# 19 Countries, 6 Months - European Tour



## 109685 (Feb 3, 2008)

Hi all, I'm quite new here. Sorry if this is in the wrong section...

I have just sarted a blog - www.eric-on-tour.blogspot.com - and thought some of you may be interested.

We leave in 2 weeks on our first ever motorhome trip, a 6 month, 19 country voyage around mainland Europe!

I will be updating the blog over the next 6 months as much as possible, as I really enjoy writing it.

Happy reading, James


----------



## geraldandannie (Jun 4, 2006)

jrsmith1988 said:


> Hi all, I'm quite new here. Sorry if this is in the wrong section...

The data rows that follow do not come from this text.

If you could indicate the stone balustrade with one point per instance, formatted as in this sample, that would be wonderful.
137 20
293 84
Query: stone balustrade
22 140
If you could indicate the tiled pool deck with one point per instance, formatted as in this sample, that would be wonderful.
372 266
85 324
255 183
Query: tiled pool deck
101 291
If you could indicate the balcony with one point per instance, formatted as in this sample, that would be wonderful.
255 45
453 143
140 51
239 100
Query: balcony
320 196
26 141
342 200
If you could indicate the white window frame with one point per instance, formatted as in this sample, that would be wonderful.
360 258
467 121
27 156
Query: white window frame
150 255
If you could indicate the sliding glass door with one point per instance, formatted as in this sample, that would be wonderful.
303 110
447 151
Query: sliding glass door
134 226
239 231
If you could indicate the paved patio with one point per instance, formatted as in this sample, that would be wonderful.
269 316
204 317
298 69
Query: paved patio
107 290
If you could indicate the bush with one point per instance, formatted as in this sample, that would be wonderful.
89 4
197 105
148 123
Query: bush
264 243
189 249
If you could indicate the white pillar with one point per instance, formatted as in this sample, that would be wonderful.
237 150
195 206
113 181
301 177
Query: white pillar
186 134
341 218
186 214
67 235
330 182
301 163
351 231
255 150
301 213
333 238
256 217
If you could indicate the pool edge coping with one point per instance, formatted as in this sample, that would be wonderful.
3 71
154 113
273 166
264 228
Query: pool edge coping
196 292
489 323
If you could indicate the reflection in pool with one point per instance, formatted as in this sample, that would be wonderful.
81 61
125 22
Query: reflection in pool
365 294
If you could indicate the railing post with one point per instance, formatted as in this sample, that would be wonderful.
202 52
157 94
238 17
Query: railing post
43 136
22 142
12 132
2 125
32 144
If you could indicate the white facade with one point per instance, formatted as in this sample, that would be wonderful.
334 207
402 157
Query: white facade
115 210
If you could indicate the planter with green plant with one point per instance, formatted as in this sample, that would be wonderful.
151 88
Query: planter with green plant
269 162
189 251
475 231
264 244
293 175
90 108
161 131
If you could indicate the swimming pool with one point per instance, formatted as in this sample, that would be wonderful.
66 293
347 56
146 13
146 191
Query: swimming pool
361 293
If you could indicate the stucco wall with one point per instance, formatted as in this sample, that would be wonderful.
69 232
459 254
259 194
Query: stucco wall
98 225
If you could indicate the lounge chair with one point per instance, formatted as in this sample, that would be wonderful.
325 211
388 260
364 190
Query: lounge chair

Nah - it'll do in here. I was thinking about moving it to "Continental Touring Info", but I think it's more a "Trip" than that.



jrsmith1988 said:


> I will be updating the blog over the next 6 months as much as possible, as I really enjoy writing it.

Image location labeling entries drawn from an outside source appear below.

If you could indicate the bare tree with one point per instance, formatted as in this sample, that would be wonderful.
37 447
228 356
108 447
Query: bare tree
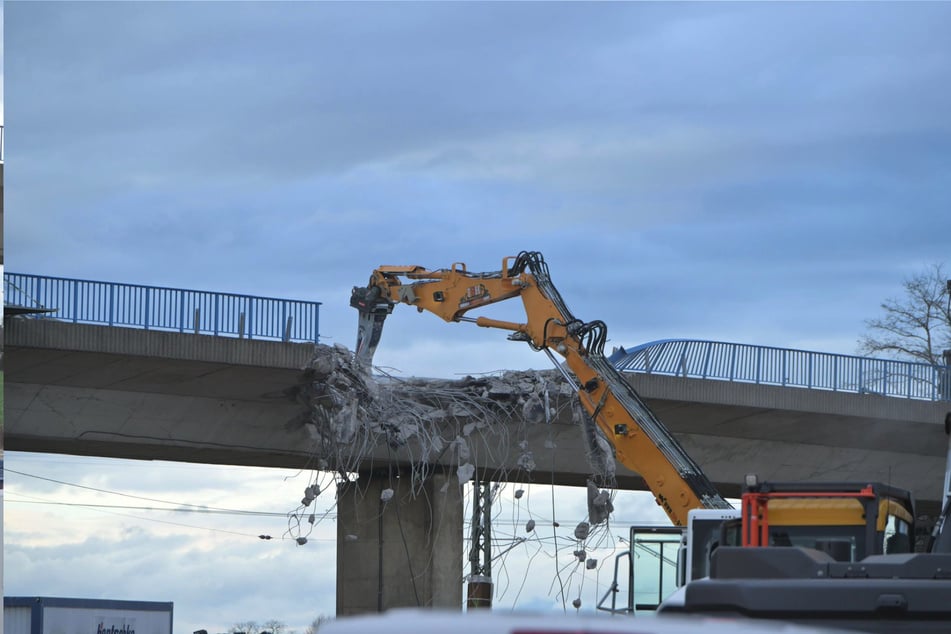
251 627
917 325
314 627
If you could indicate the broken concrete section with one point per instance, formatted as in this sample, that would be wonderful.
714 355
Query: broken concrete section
349 415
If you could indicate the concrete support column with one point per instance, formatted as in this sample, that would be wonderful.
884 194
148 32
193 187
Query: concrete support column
404 552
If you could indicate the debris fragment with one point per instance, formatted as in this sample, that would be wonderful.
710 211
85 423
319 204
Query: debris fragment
600 506
581 530
465 472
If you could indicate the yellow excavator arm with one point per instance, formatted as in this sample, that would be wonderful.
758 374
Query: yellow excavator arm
641 442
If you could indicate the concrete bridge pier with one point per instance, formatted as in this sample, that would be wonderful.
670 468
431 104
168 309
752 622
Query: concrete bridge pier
399 551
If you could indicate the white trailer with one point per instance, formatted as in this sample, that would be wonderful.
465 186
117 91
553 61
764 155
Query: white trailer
54 615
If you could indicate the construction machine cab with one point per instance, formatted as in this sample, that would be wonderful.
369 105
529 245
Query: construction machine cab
845 520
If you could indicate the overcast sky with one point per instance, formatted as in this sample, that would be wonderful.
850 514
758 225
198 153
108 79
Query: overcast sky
749 172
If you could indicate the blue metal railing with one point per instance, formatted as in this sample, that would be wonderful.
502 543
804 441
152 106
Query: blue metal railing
158 308
791 368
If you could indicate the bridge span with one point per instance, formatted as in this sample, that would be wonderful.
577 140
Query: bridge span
82 386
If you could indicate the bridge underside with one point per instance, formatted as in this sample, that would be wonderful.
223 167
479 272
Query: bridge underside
144 398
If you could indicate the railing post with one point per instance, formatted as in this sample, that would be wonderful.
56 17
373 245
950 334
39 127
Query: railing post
148 297
181 311
284 317
316 323
112 303
250 318
75 287
287 328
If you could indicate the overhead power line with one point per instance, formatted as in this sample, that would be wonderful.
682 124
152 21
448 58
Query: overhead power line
147 499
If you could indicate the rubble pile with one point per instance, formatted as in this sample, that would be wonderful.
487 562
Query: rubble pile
349 414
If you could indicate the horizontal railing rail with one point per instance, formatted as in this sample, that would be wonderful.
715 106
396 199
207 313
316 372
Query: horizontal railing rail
789 368
159 308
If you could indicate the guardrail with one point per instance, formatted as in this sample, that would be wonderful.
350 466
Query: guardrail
789 368
158 308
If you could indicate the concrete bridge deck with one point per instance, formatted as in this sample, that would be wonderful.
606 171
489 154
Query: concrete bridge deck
130 393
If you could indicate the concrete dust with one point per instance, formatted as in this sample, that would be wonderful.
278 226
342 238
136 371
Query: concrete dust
351 416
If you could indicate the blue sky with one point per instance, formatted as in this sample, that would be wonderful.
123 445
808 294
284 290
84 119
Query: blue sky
762 173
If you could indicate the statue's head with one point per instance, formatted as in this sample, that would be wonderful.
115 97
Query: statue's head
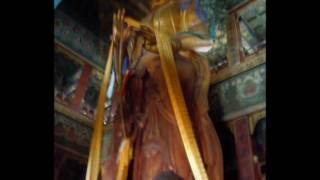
154 4
173 16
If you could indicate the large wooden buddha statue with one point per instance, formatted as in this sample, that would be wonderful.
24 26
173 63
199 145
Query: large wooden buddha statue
157 142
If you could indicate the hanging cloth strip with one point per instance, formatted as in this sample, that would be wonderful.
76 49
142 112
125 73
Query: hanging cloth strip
178 103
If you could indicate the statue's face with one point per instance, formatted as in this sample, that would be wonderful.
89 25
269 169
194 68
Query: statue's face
157 3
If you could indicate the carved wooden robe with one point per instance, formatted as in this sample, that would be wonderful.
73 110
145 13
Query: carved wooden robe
157 143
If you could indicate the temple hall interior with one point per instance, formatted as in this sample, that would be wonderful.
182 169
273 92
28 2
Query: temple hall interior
159 89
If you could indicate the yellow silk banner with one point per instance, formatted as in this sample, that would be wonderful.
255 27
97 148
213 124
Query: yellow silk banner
93 166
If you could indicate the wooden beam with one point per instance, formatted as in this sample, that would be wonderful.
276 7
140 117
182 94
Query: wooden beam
243 149
74 55
81 87
249 63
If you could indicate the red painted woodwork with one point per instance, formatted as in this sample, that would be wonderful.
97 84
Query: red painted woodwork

Make sure you do! :wink: There are too many blogs which are left hanging in mid air. I should know - I've started most of 'em :lol:

Gerald


----------



## wilse (Aug 10, 2007)

good luck fellas...

we've just come back from a 3 month tour and it was great... apart from 3 weeks of rain in the whole of France.

just thought I'd add this... it may be useful??

if you want to keep in touch with folks back home, they can call you on this global roaming sim card you won't be charged anything to receive the call, and folks back home just pay a UK mobile call.

We used it in France, Spain and Portugal
PS Most McDonalds give free wifi so if you need to take a laptop this is useful way to connect.

Good luck & have a great time.

wilse


----------



## Grizzly (May 9, 2005)

Great stuff...something to look forward to. Keep it coming and have a great trip.

G


----------



## hilldweller (Mar 8, 2008)

>> 19 Countries, 6 Months - European Tour

Ambitious !

Good luck.


----------



## Superk (Aug 22, 2005)

So, collecting countries - You're not American are you? 

We always do six month tours but we like to get to know places really well - the last tour we did 70 different stopovers but in France - Italy - Sicily - we know them well but have left loads to explore. We will do more countries this next trip but simply because we will be on the way to Turkey. 

Six months sounds a long time but you will be amazed how quickly it goes - slowly at first then you seem to have been away a long time then there's not enough time left then you want to get home. 

We don't plan ahead simply take each day as it comes.
Don't be afraid to modify your plans - that's what MHoming is all about - freedom to choose - chase too much and you'll want a holiday when you come back.

Have a great time.

 
Keith


----------



## 109685 (Feb 3, 2008)

Superk said:


> So, collecting countries - You're not American are you?
> 
> We always do six month tours but we like to get to know places really well - the last tour we did 70 different stopovers but in France - Italy - Sicily - we know them well but have left loads to explore. We will do more countries this next trip but simply because we will be on the way to Turkey.
> 
> ...


Thanks Keith that is a helpful post. We are very much hoping to take it easy when we're away. We don't have any itinery at all and have nowhere that we need to be at any time.

It's going to be very off the cuff, so to speak, and we'll do things as we please. The only thing that we have got planned is which countries we hope to go to.

Anything could change when we're away, which is why I'm looking forward to it so much, and you're right this is the beauty of MHoming - you can do what you want when you want, with very few restrictions! 

Cheers,
James

PS. No there is definately no American blood in either of us


----------



## nukeadmin (Oct 10, 2003)

all i can say is "go for it", you are at best age to enjoy motorhoming and all the freedom it brings with it.

One suggestion lol Buy a surfboard


----------



## kezbea (Jan 5, 2008)

Is Mike allowed to drive the Autorail as he just past the car test i thought the weight of the mohican was 3850 kg


----------